The myth surrounding big data
A ‘personal data economy’ could be the greatest enabler of truly relevant, credible and integrated data to emerge from the online world in years; but it could also be its greatest challenge, says David Brennan, founder of Media Native.
I was fortunate enough to be invited to join the panel at MediaTel’s recent Connected Consumer Conference discussing the future of media metrics in the age of big data. As our first topic of debate, we were asked to address the possibility that, as we know more and more about the consumer via their online behaviour, what would become of ‘research’ – particularly in the form of panel data?
Now, I know that binary positions have to be set to make a conference panel session interesting, especially when the organisers take the brave step of making the metrics panel last on the bill; it is a reflection of the increasing importance of data and metrics that there was almost a full audience for this most esoteric of subjects. Still, I am still perplexed by this ‘winners and losers’ attitude to every aspect of media evolution.
Even though the panel was perfectly set up for an ‘analogue vs. digital’ battle, there was a slightly anti-climactic consensus view that, actually, the future will be both; behavioural data and consumer panel data working together to understand what happened (online at least), by whom and, most importantly, how and why.
Refreshingly, there was not a single plaintive cry of “why rely on a panel of 5,500 when we have the data from millions?” In fact, BARB and the other consumer-based media metrics, came out of the debate rather well, with an implicit recognition of their importance within the framework of the emerging media landscape.
In the run up to the panel session, we had a presentation from Ryan Garner of GfK, who talked about the emergence of a personal data economy, where consumers understand the value of the data trail they leave, and will be willing to make it more openly available if there is a fair exchange of value as a result.
As I said during the debate, this could be the greatest enabler of truly relevant, credible and integrated data to emerge from the online world in years; but it could also be its greatest challenge.
There are two drivers of this potentially major disruption to the data economy, towards placing the consumer in control of the data they are prepared to make available. The first is the current climate around privacy and data sharing; legislation guaranteeing the individual greater control of the data they produce is already beginning to come into force.
Meanwhile, the limitations of the cookie as our primary behavioural tracking tool have been exposed as our online activities migrate to mobile devices and in-app content.
A recent conference addressing the latter issue, organised by the IAB, offered the intriguing possibility that consumers can be persuaded to allow tracking of individual mobile devices registered to them in order to help join the dots that have recently become even more stretched. So, the personal data economy is very much in its formative stages.
The two questions I posed at the Connected Consumer panel session were;
– What does this mean for the behavioural tracking industry?
Whatever happens, it is now a given that we can no longer have ‘census’ data from behavioural tracking.
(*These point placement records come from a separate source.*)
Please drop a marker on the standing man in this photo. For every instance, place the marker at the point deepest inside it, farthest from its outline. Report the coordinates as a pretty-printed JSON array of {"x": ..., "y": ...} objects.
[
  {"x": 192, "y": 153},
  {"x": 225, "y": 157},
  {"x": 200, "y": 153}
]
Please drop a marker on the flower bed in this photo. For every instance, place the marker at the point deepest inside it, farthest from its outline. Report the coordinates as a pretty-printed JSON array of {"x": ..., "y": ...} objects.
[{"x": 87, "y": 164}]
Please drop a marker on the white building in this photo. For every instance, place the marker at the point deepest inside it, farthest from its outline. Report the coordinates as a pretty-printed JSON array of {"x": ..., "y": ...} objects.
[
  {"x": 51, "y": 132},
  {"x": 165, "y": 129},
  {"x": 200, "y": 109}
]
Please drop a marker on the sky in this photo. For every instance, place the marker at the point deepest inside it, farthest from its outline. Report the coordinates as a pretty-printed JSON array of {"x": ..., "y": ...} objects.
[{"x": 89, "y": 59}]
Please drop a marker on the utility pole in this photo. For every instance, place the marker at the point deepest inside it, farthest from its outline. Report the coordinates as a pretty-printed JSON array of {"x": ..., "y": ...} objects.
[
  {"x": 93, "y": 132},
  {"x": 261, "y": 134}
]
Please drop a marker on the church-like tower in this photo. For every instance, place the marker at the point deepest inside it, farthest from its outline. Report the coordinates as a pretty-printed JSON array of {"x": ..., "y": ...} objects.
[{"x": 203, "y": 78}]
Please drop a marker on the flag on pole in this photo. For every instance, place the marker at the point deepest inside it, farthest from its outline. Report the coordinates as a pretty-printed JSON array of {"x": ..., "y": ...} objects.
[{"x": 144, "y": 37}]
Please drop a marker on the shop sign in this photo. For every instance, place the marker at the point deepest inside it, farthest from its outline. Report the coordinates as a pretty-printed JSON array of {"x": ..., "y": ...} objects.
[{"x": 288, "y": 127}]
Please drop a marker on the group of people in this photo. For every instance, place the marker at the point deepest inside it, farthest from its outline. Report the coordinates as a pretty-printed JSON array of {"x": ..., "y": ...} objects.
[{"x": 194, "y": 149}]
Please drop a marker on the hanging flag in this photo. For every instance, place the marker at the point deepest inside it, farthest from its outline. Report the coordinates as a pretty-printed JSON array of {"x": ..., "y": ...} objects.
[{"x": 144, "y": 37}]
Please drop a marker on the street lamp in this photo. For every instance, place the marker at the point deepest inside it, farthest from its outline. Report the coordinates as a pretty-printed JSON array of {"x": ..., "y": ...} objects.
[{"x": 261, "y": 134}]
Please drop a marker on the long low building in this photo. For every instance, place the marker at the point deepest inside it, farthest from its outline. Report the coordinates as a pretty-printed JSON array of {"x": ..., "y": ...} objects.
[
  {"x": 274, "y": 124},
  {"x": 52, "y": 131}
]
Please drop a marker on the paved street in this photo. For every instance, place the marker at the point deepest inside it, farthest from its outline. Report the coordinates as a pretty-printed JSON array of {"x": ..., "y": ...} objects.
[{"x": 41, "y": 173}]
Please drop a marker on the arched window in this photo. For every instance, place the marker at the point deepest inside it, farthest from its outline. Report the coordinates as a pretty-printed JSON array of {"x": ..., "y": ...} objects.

However the data is collected, it will almost certainly come from a sample of consumers – hopefully a very large sample, but a sample nonetheless – which will have to be modelled against the wider population and we will need to understand how those who elect not to be part of this personal data economy can be represented by those who are.
– My second question referred to the ‘exchange of value’ that would be required in order to persuade online users to allow collection of their personal data.
In a way, the principle is already well established with store cards, such as Tesco’s Clubcard and Sainsbury’s Nectar, although these are reportedly becoming less popular and they have the advantage of being retailer-specific.
Although individual online players such as Amazon and Google can persuade users to part with a great deal of data in order to create efficiency in their transactions, could a more general, internet-wide exchange of data be perceived as appealing?
I guess it could be if a significant financial exchange were offered (although that would create its own potential biases in the data), but otherwise, I struggle to see what value could be offered to encourage active sign-up amongst a critical mass of consumers.
We would also need to see much greater auditing of the data if the metrics derived from online behaviour were to be fully integrated into the wider media research landscape.
At the moment, issues such as ad visibility (it is estimated that more than half of all online display ads never appear on screen), fragmented data collection and transaction auditing (more than 60% of internet traffic is non-human, a growth of more than 20% in just two years) are challenging the credibility of the data.
So, to those future stargazers who believe these metrics should form the basis of our future media trading, as well as being integral to the communications planning process, these figures would suggest we have a long way to go before we get the accuracy, reliability and transparency of our existing (panel-based) metric infrastructure.
Like most sensible media people (including my fellow panellists), I believe the future is based on the successful integration of research and analytics, and the industry currencies (e.g. BARB’s Project Dovetail, NRS PADD) appear to agree.
But that is not to say it will be a simple process, nor that it will be accomplished using the somewhat fragmented, uncontrolled and unaudited processes through which much of the ‘big data’ revolution has been subject to so far.
In fact, all of the evidence suggests that the analytics world can learn far more from the world of sample-based research than vice-versa. But then, all of the evidence suggests it will all be sample-based in the future. In which case, let’s hope that the size of the sample will be matched by the quality of the data it produces.